McDermott and Cross both stressed that the board’s old attorney the Del Galdo Law Firm, is not in the running to be D209’s lawyer, and that they looked forward to interviewing the remaining finalists.
Tuesday night Kelly directed Superintendent Nettie Collins-Hart to inform DelGaldo that they are terminated as of Monday, Nov. 16.
Wednesday morning a tired and somber Medina said the school board will convene a special meeting Monday to chose a new law firm.
“We’ll have the top law firms come in for 40 minutes each this week,” she said.
Medina said she was utterly disappointed in the votes, saying, “I feel like a massive injustice has been done. Massive.”

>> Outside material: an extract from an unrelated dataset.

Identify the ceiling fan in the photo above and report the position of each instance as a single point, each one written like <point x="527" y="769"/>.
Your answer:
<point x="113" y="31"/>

“I’m bummed, because I think that (Grasso Bass principal) Anthony Bass could have done something really remarkable for our district,” Medina said, saying Bass offers Proviso’s children “A different vision for their life. He shows the kids that high school doesn’t have to be a pipeline to prison, but a pipeline to success.”
Medina also accused her board opposition with cynically conducting a rear guard action against what she called inevitable changes in the works.
“It’s all about showing we can’t effect change,” she said of Tuesday’s votes. “But we can. We have, and we will.”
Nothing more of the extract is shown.